Math 207—Data Collection
Observation versus
Experimentation:
·
An
observational study observes
individuals and measures variables of interest, but does not attempt to
influence the responses (allows for confounding to occur).
·
An
experiment deliberately imposes some
treatment on individuals in order to observe their responses.
·
Unlike
an observational study, a well-designed experiment can show a causal link
between variables.
Principles of Good
Experimental Design:
·
Control the effects of confounding
variables on the response, most simply by comparing at least two treatments.
·
Randomly assign experimental
units to treatments (to reduce bias).
·
Replicate each treatment on many
units to reduce chance variation in the results.

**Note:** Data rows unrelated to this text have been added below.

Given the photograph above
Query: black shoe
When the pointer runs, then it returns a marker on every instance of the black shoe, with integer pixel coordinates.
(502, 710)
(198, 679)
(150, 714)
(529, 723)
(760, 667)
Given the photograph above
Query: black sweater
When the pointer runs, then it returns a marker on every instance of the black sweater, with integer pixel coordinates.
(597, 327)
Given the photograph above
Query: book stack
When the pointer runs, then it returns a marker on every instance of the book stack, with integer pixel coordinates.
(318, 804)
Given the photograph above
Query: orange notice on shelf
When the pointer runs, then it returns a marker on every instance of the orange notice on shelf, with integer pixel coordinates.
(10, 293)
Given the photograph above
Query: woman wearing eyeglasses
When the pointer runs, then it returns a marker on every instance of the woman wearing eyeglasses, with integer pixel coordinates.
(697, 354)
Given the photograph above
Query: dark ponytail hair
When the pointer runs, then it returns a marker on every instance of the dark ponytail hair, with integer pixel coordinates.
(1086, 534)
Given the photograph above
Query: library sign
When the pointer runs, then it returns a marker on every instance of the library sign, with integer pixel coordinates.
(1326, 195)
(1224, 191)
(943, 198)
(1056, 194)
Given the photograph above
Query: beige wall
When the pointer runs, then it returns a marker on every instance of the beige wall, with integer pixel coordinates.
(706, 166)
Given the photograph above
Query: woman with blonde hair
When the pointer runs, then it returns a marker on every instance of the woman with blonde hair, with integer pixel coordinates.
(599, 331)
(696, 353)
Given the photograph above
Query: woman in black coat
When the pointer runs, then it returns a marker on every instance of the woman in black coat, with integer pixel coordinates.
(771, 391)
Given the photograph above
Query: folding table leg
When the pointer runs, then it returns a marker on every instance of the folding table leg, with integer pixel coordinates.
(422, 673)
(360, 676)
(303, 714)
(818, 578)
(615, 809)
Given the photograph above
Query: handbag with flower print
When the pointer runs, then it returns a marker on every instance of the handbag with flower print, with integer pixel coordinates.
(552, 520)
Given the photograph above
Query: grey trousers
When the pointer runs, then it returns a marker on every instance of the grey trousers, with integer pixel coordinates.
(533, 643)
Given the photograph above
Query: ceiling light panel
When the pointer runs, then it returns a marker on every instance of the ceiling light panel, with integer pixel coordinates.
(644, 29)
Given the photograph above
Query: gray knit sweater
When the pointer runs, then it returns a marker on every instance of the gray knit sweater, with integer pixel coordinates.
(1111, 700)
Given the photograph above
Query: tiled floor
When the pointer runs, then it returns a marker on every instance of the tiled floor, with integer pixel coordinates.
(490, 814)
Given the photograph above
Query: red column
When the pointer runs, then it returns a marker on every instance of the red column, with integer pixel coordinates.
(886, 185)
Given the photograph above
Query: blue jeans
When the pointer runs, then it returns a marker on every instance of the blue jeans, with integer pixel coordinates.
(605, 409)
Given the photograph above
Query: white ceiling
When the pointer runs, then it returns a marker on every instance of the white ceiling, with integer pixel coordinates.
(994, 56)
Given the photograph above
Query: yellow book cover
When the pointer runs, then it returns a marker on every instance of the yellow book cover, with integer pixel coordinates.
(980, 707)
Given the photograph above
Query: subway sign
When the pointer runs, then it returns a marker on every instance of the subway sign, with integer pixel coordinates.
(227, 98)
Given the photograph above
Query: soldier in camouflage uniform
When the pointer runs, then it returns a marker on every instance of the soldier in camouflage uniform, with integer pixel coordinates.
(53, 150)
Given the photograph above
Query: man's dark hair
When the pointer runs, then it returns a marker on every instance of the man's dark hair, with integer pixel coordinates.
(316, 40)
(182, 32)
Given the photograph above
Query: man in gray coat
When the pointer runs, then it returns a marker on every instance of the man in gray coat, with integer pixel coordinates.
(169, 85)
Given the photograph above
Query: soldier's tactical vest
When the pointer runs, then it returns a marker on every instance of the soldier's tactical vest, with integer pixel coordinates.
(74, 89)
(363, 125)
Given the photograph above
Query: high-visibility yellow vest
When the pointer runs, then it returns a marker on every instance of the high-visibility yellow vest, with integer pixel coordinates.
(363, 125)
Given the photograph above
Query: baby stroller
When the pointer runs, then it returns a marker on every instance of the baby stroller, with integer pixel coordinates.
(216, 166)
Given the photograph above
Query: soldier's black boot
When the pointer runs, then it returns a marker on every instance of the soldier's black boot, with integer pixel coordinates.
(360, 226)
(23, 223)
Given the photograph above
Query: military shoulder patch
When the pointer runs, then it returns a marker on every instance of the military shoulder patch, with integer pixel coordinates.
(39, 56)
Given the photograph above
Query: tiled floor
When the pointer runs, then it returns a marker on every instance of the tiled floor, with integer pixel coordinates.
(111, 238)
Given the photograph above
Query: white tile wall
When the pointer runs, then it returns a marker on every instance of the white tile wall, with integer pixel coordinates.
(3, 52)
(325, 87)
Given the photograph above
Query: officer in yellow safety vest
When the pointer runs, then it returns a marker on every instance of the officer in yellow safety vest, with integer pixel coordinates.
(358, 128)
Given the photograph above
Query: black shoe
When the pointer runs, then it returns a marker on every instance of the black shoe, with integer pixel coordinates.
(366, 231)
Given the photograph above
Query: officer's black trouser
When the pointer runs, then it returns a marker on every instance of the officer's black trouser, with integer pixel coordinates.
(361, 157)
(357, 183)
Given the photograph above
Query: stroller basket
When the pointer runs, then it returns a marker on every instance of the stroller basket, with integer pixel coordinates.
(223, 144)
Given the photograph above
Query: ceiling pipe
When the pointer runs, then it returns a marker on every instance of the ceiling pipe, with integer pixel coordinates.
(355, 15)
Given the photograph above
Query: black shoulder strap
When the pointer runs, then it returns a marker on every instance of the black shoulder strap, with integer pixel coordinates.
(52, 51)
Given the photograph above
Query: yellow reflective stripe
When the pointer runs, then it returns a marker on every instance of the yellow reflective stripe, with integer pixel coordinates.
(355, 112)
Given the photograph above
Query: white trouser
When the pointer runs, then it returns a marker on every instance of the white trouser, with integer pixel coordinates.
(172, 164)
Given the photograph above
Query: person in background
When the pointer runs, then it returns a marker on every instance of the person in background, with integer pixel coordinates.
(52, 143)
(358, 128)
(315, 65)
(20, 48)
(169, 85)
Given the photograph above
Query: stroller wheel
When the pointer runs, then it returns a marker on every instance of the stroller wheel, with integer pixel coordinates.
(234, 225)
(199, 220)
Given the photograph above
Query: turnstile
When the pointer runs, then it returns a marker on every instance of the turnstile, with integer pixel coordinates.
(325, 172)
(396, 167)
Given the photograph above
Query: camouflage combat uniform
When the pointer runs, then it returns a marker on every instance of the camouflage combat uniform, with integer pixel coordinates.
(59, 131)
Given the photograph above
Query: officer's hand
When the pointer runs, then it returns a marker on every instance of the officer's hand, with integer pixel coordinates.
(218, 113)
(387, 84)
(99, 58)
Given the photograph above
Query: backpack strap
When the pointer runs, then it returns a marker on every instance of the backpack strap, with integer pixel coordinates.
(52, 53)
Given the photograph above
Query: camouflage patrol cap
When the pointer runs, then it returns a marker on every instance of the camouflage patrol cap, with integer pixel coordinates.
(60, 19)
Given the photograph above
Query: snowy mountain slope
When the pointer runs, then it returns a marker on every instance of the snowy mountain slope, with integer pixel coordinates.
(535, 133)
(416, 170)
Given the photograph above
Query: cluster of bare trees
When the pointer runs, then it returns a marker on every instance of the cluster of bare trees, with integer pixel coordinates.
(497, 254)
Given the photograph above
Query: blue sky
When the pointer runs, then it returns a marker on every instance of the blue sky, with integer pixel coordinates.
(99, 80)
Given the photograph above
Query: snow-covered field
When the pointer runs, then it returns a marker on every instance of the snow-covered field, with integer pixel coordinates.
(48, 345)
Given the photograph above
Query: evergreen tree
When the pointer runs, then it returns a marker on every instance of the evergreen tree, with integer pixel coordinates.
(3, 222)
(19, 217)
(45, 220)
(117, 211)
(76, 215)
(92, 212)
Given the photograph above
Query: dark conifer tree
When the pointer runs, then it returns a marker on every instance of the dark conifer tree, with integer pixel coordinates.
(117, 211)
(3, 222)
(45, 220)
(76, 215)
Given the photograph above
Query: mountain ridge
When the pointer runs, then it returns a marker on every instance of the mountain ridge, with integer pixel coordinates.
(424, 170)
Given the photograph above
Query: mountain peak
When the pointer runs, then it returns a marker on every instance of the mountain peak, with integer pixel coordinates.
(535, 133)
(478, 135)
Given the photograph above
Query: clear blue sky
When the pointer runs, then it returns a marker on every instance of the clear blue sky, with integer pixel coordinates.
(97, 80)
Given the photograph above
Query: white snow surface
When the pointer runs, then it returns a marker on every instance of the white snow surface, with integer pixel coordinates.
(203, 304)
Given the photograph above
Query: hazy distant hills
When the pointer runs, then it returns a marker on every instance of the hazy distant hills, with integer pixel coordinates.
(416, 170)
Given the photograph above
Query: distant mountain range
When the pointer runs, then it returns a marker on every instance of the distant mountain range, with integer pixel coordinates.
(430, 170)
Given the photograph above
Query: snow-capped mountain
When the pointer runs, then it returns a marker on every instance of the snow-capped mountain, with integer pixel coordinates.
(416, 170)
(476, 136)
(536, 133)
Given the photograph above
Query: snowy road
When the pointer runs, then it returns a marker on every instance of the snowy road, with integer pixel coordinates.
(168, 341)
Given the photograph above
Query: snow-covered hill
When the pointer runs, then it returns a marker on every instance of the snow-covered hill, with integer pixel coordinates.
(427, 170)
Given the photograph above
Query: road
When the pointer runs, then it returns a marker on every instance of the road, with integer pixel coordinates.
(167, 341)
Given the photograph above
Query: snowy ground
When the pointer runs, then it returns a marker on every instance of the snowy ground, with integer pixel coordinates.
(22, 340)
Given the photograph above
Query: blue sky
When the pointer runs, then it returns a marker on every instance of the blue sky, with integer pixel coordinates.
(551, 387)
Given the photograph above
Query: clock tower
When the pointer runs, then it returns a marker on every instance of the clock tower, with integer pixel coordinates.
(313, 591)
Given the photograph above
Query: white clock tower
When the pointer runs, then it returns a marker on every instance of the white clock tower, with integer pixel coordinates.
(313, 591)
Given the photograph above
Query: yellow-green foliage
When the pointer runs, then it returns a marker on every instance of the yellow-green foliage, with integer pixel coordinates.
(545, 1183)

Note: There are many, many
different types of experimental designs and analyses of those designs.
Sometimes,
rather than linking one variable to another (as in an experiment), we simply
want to take some measurement on a population. If the population is large, we
may need to make inference about the population via a sample.
The
population is the entire collection
of individuals about which we want information.
The
sample is the collection of
individuals we actually measure.
Potential Problems with
Sampling/Data Collection:
·
Voluntary
response (a voluntary response sample is often biased because people with
strong opinions, especially negative opinions, are more likely to respond)
·
Undercoverage (when some groups in
the population are left out of the process of choosing a sample)
·
Nonresponse (e.g., person chooses not
to answer, person isn’t home)
·
Response
error (e.g., person lies or remembers incorrectly)
·
Wording
of questions/Interview process (e.g., leading questions, prompting by
interviewer)
·
Processing
error (e.g., data entry error, misrecording on the
form)
Clarifying Notes:
·
The
first two bullet points above indicate problems with the process of choosing a
sample. The last four bullet points indicate problems with the process of data
collection.
·
Students
sometimes confuse the issues of undercoverage and nonresponse. Undercoverage occurs
when some people are left out of the process of choosing sampling (e.g., people
without phones are excluded). Nonresponse occurs if
someone who is meant to be sampled is not contacted (or refuses contact). That
is, undercoverage is a problem with the process of choosing a sample, and nonresponse is a problem with the actual process of data collection.
·
Not
all problems with sampling will necessarily lead to bias. For example, if undercoverage occurs, but the people left out share nothing
in common that affects their responses, there may not
be a bias. You need to make the case that
a sampling problem will lead to bias.
A
simple random sample of size n is a
sample chosen such that all groups of size n
have the same chance of being the selected sample.
·
This
is the gold standard, but it is sometimes difficult to do in practice.
·
This
solves the problems of undercoverage, but doesn’t
solve the other problems (e.g., even if you select a simple random sample,
you’re not guaranteed to get information from everyone in the sample).
·
Some
situations call for more complex sampling plans (e.g. stratified random
sampling).